Since Justice Black’s dissent in Griswold, opponents of privacy rights have made the perversely labelled the cases protecting them as “Lochner”-like, ignoring the differences between legislation regulating the relationship between employers, employees, and consumers, one which is by definition public, and legislation which regulates the private choices of individuals. Much as Footnote IV in Carolene Products suggests that judicial review is more justified when exercised to protect the rights of “discrete and insular minorities” who face more obstacles in protecting themselves in the legislative process, legislation itself is that much more justified when it achieves collective ends a majority of individuals might prefer but be unable to enact individually due to collective action problems. The law wrongfully overturned in Lochner achieved majority support despite employer opposition because most workers preferred to work less than 60 hours a week but could not unilaterally refuse to work more without threatening their livelihood. It is far less credible to argue that the legislation barring contraceptive use rightfully overturned in Griswold solved a collective action problem shared by a majority of couples who did not want to use contraception themselves but were somehow unable to decide for themselves not to use them. This illustrates the distinction between private and public interaction, and why privacy rights, which protect the former from the kind of regulation appropriate for the latter, preserve personal freedom, while the absolute “right to work” suggested in Lochner diminishes it.
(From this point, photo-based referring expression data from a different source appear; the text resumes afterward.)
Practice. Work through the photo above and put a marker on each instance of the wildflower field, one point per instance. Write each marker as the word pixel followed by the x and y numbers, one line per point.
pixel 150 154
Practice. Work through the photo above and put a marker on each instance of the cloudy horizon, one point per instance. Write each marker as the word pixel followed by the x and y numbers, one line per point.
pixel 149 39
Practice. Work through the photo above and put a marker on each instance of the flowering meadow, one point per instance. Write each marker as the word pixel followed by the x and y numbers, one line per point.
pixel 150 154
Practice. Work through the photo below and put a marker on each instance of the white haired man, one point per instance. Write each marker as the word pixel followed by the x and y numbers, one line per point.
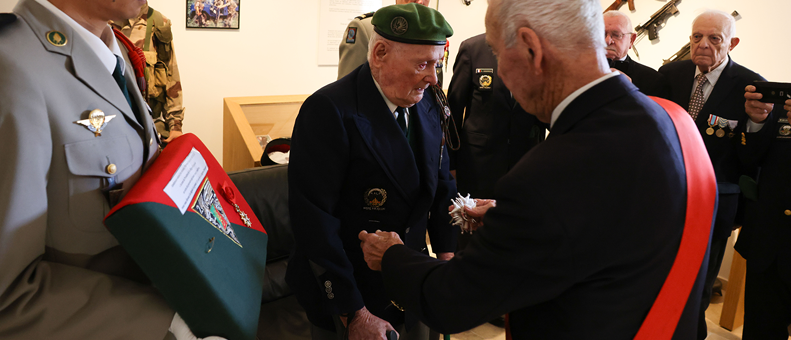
pixel 710 87
pixel 574 248
pixel 620 38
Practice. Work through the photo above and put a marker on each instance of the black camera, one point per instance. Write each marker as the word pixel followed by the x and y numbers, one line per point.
pixel 773 92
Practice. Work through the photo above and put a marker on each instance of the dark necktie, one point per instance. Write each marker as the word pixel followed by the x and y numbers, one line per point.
pixel 401 119
pixel 121 80
pixel 697 100
pixel 618 64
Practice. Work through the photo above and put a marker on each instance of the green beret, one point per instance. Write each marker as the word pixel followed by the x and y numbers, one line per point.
pixel 412 24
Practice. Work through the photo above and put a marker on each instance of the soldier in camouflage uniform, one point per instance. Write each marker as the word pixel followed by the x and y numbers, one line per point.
pixel 162 72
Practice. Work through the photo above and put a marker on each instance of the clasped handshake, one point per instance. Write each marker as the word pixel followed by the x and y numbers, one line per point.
pixel 375 244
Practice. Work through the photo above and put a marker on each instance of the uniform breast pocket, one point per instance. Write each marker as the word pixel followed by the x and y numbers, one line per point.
pixel 93 165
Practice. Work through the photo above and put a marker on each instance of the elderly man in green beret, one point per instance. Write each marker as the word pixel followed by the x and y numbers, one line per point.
pixel 588 224
pixel 367 155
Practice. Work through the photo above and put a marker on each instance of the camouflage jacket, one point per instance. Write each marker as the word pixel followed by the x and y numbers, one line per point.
pixel 162 72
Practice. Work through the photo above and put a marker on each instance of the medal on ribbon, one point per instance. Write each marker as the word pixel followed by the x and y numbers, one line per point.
pixel 723 123
pixel 96 122
pixel 712 123
pixel 732 124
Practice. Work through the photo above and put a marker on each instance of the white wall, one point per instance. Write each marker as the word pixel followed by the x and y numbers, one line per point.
pixel 274 51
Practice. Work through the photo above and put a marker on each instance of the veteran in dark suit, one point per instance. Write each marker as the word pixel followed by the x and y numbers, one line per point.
pixel 72 142
pixel 710 87
pixel 546 253
pixel 766 233
pixel 367 154
pixel 620 37
pixel 494 130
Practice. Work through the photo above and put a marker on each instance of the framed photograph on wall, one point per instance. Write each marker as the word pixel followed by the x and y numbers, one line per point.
pixel 223 14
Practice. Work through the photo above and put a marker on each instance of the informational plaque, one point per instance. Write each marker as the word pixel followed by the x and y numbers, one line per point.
pixel 333 18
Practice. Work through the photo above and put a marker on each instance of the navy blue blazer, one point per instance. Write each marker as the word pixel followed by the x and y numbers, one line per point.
pixel 495 131
pixel 586 229
pixel 648 80
pixel 726 100
pixel 767 227
pixel 352 169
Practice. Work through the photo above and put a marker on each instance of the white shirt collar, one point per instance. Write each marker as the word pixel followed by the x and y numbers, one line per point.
pixel 105 53
pixel 563 104
pixel 390 104
pixel 714 74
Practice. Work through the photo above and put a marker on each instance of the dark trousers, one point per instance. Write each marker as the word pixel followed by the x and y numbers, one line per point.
pixel 767 304
pixel 716 253
pixel 419 332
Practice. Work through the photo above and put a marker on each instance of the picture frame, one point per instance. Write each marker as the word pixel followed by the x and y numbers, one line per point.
pixel 216 14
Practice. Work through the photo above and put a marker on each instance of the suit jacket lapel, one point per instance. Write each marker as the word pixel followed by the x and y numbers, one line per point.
pixel 724 84
pixel 384 137
pixel 428 142
pixel 83 59
pixel 687 81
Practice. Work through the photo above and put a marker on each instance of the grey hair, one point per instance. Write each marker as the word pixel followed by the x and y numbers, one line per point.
pixel 570 25
pixel 612 14
pixel 729 24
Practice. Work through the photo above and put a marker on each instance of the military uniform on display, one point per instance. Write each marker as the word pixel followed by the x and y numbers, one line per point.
pixel 766 233
pixel 377 172
pixel 71 141
pixel 151 31
pixel 353 50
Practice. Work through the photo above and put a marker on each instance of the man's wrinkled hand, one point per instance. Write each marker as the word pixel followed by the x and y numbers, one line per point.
pixel 787 107
pixel 375 245
pixel 173 135
pixel 181 331
pixel 475 215
pixel 366 326
pixel 755 109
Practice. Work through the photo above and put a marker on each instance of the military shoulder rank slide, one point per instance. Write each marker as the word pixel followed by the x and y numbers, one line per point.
pixel 187 226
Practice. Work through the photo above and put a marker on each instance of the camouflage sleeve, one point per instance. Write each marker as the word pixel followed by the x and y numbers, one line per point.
pixel 174 110
pixel 353 52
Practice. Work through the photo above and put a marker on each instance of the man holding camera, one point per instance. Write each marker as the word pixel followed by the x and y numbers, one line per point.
pixel 767 225
pixel 710 87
While Justice Black makes equivalence between Lochner’s invocation of substantive due process and that in Justice White’s concurrence, the relationship between the fourteenth amendment and absolute laissez-faire contract rights is far more tenuous than the relationship between the Bill of Rights and privacy. The laissez-faire hostility to so-called “class legislation” was also explicitly rejected as constitutional law by the people through the sixteenth amendment, which in imposing an income tax recognizes the right and responsibility of government to pursue economic justice and equal opportunity through law. The American people, whose prosperity has been fostered and protected by many of those laws, deserve a new Supreme Court Justice who recognizes that right and that responsibility as well.